Name	Name	Last commit message	Last commit date
parent directory ..
data	data
images	images
models	models
notebooks	notebooks
src	src
.env	.env
.gitignore	.gitignore
LICENSE	LICENSE
README.md	README.md
google_sheets_api.gs	google_sheets_api.gs
requirements.txt	requirements.txt

- BUSINESS UNDERSTANDING

What is the company?

Insurance All

What is its business model?

Insurance All is an insurance company that sells health insurance for its clients. The insurance business model works this way.

The insurance company requires a payment (called "premium") from the customer to guarantee compensations in case of illnesses, health treatments and any other conditions specified on the contract.

So, let's say the premium costs 5,000 and the guarantee is up to 100,000. In this case, the customer has an assurance that, for example, if he needs a health treatment of 20,000, the insurance company will pay for it (as this value is less than 100,000 guarantee).

Note that the insurance company has not only one customer but rather hundreds, or even thousands, of them. And, the company also knows, by statistical means, that only a few of them will require a guarantee higher than the premium. Therefore, the company attests that, on average, it will make money, even though it may lose money with a few customers.

What is the business problem the company is facing?

Insurance All is a health insurance company and its products team is analyzing the possibility of offering a new product, automobile insurance, for its health insurance clients.

Similar to its health insurance, customers of this new insurance plan would have to pay an annual plan to be insured by Insurance All in case of an eventual car accident or damage.

Last year, Insurance All surveyed approximately 380.000 clients on their purchasing interests in this new automobile insurance. All clients in this survey had an 'interested' or 'not interested' response to this new car insurance product and answers were stored in a database alongside other information from its clients.

The product team chose 127.000 new clients that didn't answer the last survey to the new automobile insurance product offering. The products team will make these offers by phone call, but they can make only 20.000 phone calls in the campaign.

What is the business solution that this project has to deliver?

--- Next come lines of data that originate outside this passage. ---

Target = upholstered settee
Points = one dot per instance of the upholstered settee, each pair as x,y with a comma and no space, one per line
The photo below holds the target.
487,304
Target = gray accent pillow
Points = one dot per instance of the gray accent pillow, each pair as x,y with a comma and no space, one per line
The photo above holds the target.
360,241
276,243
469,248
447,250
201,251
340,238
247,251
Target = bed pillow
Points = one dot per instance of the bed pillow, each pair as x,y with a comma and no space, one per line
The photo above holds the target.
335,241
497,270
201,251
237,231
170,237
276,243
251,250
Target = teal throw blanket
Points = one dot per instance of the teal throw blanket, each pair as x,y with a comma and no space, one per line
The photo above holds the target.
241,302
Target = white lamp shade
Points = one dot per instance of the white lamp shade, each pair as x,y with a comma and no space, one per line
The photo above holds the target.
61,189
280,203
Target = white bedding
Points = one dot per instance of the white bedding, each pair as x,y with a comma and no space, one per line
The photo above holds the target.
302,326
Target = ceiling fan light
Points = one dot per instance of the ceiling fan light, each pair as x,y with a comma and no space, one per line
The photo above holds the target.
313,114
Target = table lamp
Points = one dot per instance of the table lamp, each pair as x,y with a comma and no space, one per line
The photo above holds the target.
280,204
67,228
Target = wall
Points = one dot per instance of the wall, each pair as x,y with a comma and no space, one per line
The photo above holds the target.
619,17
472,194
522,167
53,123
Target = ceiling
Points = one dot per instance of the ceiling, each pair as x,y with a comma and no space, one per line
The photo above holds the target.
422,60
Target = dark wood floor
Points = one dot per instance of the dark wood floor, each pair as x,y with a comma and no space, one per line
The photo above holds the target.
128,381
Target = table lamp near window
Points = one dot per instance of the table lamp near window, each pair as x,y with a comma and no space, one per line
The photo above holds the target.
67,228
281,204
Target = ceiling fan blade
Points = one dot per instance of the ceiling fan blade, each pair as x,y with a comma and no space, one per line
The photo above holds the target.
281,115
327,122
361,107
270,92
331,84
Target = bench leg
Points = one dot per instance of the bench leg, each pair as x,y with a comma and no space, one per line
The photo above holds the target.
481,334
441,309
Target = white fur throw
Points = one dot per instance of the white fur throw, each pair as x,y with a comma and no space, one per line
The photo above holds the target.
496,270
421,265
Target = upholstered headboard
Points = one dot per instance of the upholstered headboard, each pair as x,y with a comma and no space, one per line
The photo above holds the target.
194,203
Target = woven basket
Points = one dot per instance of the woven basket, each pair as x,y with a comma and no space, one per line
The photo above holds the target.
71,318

In this business context, you, as a data science consultant, has to develop a model that predicts if a client would be (or would not be) interested in the automobile insurance product.

With this model, the products team expects to prioritize clients that would be interested in the new product and so optimize sales campaigns by making phone calls only for the interested clients.

As a final consultant product, you have to make a report with the following analyses:

Top insights about the most relevant features of automobile insurance interested clients
Making 20.000 phone calls, what percentage of interested clients the sales team will get in contact with?
If the sales team expands its capacity to make 40.000 phone calls, what is the percentage of interested clients the sales team will get in contact with?
How many phone calls does the sales team has to make to contact 80% of automobile insurance interested clients?

REFERENCES:

https://www.kaggle.com/anmolkumar/health-insurance-cross-sell-prediction/metadata

https://sejaumdatascientist.com/como-usar-data-science-para-fazer-a-empresa-vender-mais/

- BUSINESS ASSUMPTIONS

HYPOTHESIS

According to the database information, Annual_Premium is the amount customer needs to pay as premium in the year. So, just to make it clearer, it refers to the value of the health insurance paid and not the automobile insurance offer.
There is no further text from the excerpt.